Friday, March 25, 2011

Mountain Town News


By ALLEN BEST - MTN TOWN NEWS SERVICE

$100 lift ticket barrier passed at Aspen, Vail

ASPEN, Colo.—Quietly this winter, a milestone was surpassed in the ski industry. Two ski areas have now charged more than $100 per day for lift tickets.

Vail was the first, during the Christmas holidays, charging $108. Then, on the Presidents' Day weekend, Aspen came in with a $104 price.

"It's been looming there for a long time," David Perry, senior vice president of the Aspen Skiing Co., told The Aspen Times. "Had the recession not occurred, the barrier would have been cracked more rapidly.

"The price increase has garnered little media attention and 'not one negative guest comment," he said.

But the Aspen Times does note that there had been an uproar in 1987 when the company announced an increase to $35 a day. By at least one measure, inflation would have turned that to not quite $68 today.

2 more victims of deep snow

STEAMBOAT SPRINGS, Colo. -- Another person has died in non-avalanche deep snow this winter, this time at Howelsen Hill, a small ski area in Steamboat Springs. That brings the total to either six or seven in the United States, depending upon what the melting snow ultimately reveals in the case of a missing skier at Crystal Mountain in Washington.

In the latest case, 19-year-old Cooper Larsh decided to cap off a day at Steamboat ski area by exploring the smaller and older Howelsen Hill, an area close to downtown Steamboat Springs. It has night skiing, but after he failed to show up at the bottom of the ski area at closing time, 8 p.m., a companion notified authorities.

The victim was discovered 90 minutes later buried headfirst in deep snow outside the ski area.

"What it looked like to me is he hit a bump, went airborne, landed, hit another bump, ejected from his skis, went airborne, and went headfirst into a snow bank," Steamboat Springs Police Department Detective Nick Bosick told the Steamboat Pilot & Today. "It's an unfortunate accident."

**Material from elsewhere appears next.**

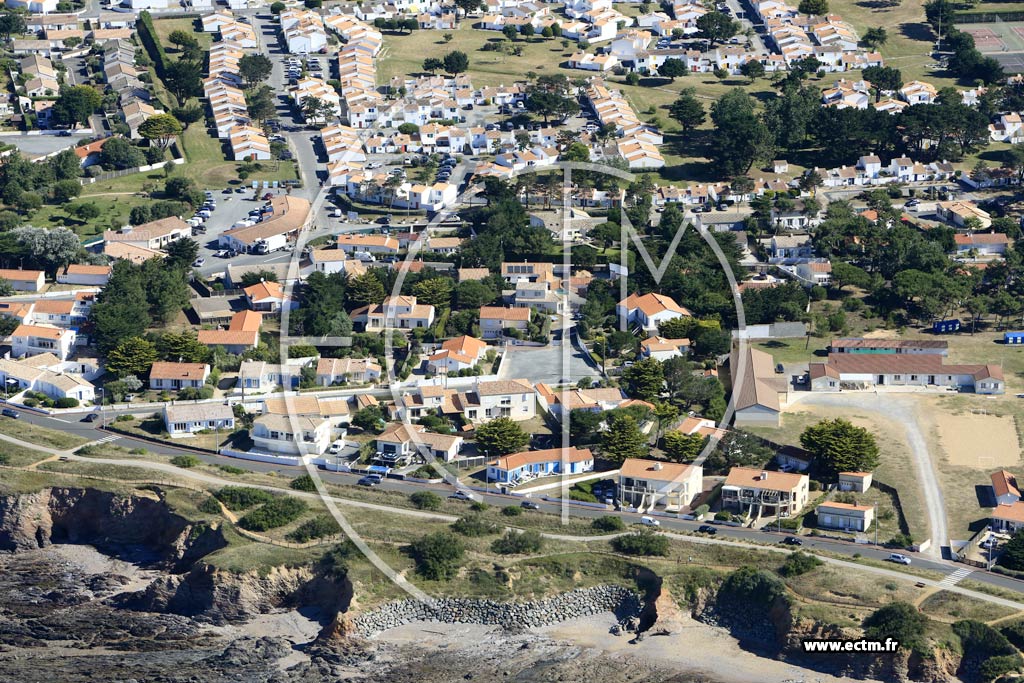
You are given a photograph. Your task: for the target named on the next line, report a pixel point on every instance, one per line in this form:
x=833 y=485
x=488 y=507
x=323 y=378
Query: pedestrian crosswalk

In Washington, a skier disappeared on March 1 at Crystal Mountain, and Ski Patrol Director Paul Baugher believes the person got buried in a tree well.

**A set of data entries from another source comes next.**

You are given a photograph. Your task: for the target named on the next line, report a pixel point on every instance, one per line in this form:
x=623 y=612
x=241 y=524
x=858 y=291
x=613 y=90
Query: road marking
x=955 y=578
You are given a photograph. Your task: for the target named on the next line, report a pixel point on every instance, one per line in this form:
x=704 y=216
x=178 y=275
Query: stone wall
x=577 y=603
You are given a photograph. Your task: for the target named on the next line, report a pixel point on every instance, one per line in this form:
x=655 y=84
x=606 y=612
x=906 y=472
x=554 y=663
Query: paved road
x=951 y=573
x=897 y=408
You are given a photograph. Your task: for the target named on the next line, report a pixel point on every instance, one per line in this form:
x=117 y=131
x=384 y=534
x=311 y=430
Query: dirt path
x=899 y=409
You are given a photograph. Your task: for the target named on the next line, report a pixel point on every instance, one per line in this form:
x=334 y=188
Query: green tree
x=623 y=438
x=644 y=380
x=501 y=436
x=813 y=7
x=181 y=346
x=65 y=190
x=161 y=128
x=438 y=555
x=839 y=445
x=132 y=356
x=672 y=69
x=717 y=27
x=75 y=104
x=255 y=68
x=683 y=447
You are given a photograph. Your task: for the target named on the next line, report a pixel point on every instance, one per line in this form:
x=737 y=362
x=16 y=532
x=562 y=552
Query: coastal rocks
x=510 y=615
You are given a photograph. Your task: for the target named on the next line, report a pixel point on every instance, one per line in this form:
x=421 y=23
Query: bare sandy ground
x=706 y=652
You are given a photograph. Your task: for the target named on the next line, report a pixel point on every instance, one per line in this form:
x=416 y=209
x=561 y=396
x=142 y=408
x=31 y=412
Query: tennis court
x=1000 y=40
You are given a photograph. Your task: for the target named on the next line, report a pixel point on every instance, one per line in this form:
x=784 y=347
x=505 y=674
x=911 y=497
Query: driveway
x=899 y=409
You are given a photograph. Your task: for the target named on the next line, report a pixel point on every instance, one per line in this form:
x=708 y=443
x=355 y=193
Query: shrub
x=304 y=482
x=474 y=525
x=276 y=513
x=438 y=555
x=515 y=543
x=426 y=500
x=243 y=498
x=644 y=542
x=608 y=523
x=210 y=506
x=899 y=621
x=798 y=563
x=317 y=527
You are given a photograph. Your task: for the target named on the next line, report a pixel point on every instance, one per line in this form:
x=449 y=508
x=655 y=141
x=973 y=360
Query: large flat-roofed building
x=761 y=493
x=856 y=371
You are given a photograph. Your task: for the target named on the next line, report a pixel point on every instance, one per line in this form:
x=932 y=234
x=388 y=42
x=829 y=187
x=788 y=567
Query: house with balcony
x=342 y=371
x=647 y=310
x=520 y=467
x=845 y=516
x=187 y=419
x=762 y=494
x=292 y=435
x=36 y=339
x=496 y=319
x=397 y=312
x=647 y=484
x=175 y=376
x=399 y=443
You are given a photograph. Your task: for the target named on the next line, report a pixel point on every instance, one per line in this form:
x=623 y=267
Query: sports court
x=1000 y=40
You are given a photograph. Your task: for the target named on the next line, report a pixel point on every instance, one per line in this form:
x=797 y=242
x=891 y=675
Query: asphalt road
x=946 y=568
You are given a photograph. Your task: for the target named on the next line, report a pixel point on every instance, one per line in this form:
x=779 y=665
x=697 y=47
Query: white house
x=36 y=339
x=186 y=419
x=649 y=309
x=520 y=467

"We searched this place with a fine-toothed comb," he said, but noted that the snow was 10 feet deep then, and it's now 2 feet deeper.

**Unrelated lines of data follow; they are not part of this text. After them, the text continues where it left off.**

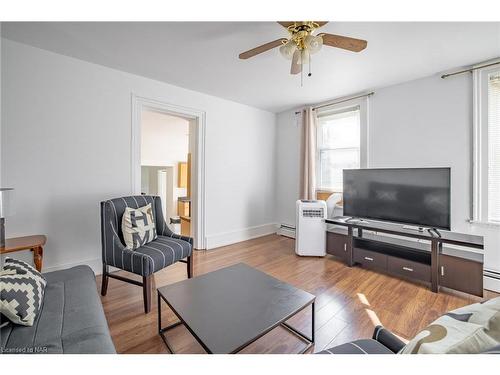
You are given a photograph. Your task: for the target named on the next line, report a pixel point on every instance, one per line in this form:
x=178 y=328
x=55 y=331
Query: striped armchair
x=167 y=249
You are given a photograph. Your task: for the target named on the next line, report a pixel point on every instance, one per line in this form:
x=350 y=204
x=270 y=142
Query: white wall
x=66 y=146
x=422 y=123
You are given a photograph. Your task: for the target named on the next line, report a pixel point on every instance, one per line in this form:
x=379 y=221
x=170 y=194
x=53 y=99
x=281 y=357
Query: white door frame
x=198 y=162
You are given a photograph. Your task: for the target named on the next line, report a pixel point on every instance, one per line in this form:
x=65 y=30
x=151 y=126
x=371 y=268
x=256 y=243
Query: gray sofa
x=71 y=319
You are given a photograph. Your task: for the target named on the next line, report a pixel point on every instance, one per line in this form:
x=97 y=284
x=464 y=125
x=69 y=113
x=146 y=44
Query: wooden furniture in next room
x=439 y=257
x=33 y=243
x=185 y=225
x=182 y=177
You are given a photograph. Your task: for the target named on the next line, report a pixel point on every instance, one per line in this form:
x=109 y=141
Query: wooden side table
x=33 y=243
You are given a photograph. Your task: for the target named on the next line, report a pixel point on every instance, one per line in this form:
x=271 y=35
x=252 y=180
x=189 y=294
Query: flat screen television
x=416 y=196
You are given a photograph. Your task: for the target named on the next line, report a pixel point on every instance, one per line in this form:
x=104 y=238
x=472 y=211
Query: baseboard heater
x=492 y=274
x=286 y=230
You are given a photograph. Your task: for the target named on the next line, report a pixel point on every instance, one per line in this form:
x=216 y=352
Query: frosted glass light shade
x=304 y=57
x=313 y=43
x=288 y=49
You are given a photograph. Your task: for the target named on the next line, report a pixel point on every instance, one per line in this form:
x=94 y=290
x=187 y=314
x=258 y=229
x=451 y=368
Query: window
x=338 y=146
x=487 y=145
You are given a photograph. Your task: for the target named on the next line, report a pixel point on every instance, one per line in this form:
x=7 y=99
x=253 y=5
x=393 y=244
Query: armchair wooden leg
x=105 y=279
x=190 y=266
x=146 y=290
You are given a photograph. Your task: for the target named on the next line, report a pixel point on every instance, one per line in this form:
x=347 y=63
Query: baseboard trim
x=95 y=264
x=491 y=283
x=286 y=230
x=229 y=238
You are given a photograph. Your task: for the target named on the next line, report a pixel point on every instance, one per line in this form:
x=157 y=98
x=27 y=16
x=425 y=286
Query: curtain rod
x=340 y=101
x=468 y=70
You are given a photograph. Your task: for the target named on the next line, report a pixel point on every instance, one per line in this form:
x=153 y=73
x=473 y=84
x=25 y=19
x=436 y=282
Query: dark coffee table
x=228 y=309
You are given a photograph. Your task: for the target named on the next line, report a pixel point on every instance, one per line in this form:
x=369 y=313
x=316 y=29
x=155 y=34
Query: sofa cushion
x=21 y=292
x=71 y=320
x=138 y=226
x=165 y=251
x=366 y=346
x=470 y=329
x=21 y=267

Ironically, Baugher was first to draw attention to what he calls non-avalanche related snow-immersions deaths. Like many others, he had thought it a fluke when the first happened at Crystal Mountain in the early 1990s, but when a second occurred a decade later, he set out to collect statistics, sketchy from 1970 but firm since 1990.

In most cases, the person gets hung up in a tree well. It can be virtually impossible to get out, and the person mostly commonly suffocates in very short order, perhaps 20 minutes. Snowboarders are no more vulnerable than skiers, despite the absence of releasable bindings. Four of the seven presumed victims this winter have been on skis.

"It's really not about their feet," Baugher said. "It's that their feet are up in the air and they can't get to them. They're compromised no matter what they have on their feet and can't get out."

Of this winter's victims, two each have been in California, Colorado and Montana, plus the one in Washington. Another two occurred in British Columbia.

Sweeteners needed to move high-end housing

VAIL, Colo.—High-end real estate has been moving in Vail, but not to the extent that anybody is talking about constructing more product.

In Eagle County, of which Vail is a part, $1.5 billion in sales volume was recorded last year, a 67 percent increase over the dark-of-night 2009. However, that figure lags far behind the boom years of 2006 to 2008.

Some sellers are getting buyers by dropping prices by 25 to 30 percent, or by sweetening the benefits, reports the Vail Daily. Such is the case with the new Ritz Carlton Residences. The 14 units sold last year had an average price of $1.379 per square foot. But the developer, Vail Resorts, also threw in two lifetime ski passes per unit plus membership in the private slope-side club.

Meanwhile, plans for the next big thing have moved to the town council in Vail. Proposed by Vail Resorts, the ski area operator, the project is called Ever Vail, and it calls for 381 units, nearly 1,500 parking spaces, a hotel and many other aspects that one would expect of a $1 billion project. As most of the details have already been worked out, observers expect a short review process. But company officials say they have no plans to launch construction even if the entitlement is awarded.